Does this mean I am applying double standard in this case?

No.

So, why does the privacy for these individuals weigh less than that of others’?

These individuals — public official and their close relatives — do not deserve the typical privacy protection granted to the common men and women because they are in power. They are public officials. The higher up they are on the echelon of power, the less protection they deserve and the greater scrutiny the they should come under.

If they were accorded the same protection, it would create great opportunity for corruption and makes it harder to detect actual cases of corruption. For a clean government to exist, power must always survive skepticism. And so too for men and women holding public offices.

In fact, it should be the practice for public officials to declare their income and wealth to the public in the first place to reduce the opportunity for corruption. That very practice refuses them the right to privacy as far as income and wealth are concerned.

But in Malaysia, we do not have that declaration system and the public cannot access existing incomplete, inadequate asset declaration records.
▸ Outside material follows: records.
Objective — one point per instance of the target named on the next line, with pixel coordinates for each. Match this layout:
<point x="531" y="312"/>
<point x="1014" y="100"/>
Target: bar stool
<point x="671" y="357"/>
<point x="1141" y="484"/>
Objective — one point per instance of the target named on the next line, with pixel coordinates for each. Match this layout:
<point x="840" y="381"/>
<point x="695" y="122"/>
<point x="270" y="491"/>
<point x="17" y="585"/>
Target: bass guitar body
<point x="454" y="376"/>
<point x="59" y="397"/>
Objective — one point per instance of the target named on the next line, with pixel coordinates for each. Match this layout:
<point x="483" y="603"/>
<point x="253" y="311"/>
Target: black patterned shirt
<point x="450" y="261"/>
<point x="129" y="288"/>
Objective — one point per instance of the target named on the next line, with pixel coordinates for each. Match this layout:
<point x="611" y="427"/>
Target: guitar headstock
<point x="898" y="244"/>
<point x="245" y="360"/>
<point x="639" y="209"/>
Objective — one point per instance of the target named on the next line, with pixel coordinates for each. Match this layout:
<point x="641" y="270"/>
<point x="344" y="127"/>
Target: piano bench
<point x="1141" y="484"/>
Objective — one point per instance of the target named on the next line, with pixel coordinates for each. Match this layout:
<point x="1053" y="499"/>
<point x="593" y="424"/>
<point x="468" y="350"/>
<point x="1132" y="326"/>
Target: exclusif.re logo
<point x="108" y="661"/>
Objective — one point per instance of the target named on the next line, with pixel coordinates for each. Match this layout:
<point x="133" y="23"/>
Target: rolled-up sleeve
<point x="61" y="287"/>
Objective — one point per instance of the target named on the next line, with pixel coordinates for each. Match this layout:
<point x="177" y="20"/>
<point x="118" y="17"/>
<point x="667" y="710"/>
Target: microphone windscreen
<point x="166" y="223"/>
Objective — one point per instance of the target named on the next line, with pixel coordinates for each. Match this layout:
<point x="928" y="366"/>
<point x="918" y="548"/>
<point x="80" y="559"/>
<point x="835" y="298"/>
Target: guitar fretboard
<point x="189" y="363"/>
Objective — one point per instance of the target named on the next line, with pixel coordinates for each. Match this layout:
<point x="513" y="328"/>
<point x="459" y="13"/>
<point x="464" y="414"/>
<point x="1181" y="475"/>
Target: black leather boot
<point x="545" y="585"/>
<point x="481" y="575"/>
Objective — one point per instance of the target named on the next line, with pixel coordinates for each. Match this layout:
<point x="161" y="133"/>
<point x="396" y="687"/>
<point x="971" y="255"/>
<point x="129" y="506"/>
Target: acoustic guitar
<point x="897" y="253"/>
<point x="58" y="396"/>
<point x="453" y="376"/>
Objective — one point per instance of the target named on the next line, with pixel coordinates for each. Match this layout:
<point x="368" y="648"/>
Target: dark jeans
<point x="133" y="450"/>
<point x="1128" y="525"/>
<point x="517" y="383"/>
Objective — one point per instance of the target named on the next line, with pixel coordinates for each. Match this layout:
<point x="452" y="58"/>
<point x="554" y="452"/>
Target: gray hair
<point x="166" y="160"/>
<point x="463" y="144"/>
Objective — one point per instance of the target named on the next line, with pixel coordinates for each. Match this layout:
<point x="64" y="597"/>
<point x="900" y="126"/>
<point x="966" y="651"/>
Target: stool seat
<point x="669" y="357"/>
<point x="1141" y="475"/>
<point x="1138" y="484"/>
And this doubly means that these individuals of power do not deserve privacy that they are demanding.

Truly, leaks targeting 1MDB and others in power are now the only means for the public to ascertain the various allegations of corruption. These allegations are no more about sensationalist tabloid gossips. They are a matter of state administration and corruption.

Worse, sadly, the leaks have more credibility than most Malaysian institutions. I hold that it is these leaks that are forcing our institutions to investigate 1MDB finally. Without the leaks, these institutions compromised as they are, would have done nothing. The leakers, whoever they are, are providing public service.

This leads to another point. Our institutions suffer from trust deficit. Years of abuse by the government have robbed our institutions from the neutrality and the credibility they need to do their job.

And on top that, there is also conflict of interest just by the way our institutions are designed. In the case of 1MDB specifically, the attorney general who is leading the investigation suffers from conflict of interest. The AG office is both the public prosecutor and the legal counsel for the government. Since the AG office itself is under the Prime Minister’s Department, I fear the political reality means the AG will act more of a legal counsel to the government than as a reliable public prosecutor.

If the lack of very public asset declaration practice, trust deficit and conflict of interest has yet to convince you why individuals of power (public officials and their close relatives) do not deserve the typical privacy protection, then perhaps the awkwardness of them using the privacy laws to prosecute the leakers and prevent the public from finding out if there is indeed has been any wrongdoing.

At the very least, there is a very strong suspicion of abuse in 1MDB, a government-linked company. Any individual benefiting from the abuse deserves no privacy protection. They, instead of the leakers, should face the full force of the law instead.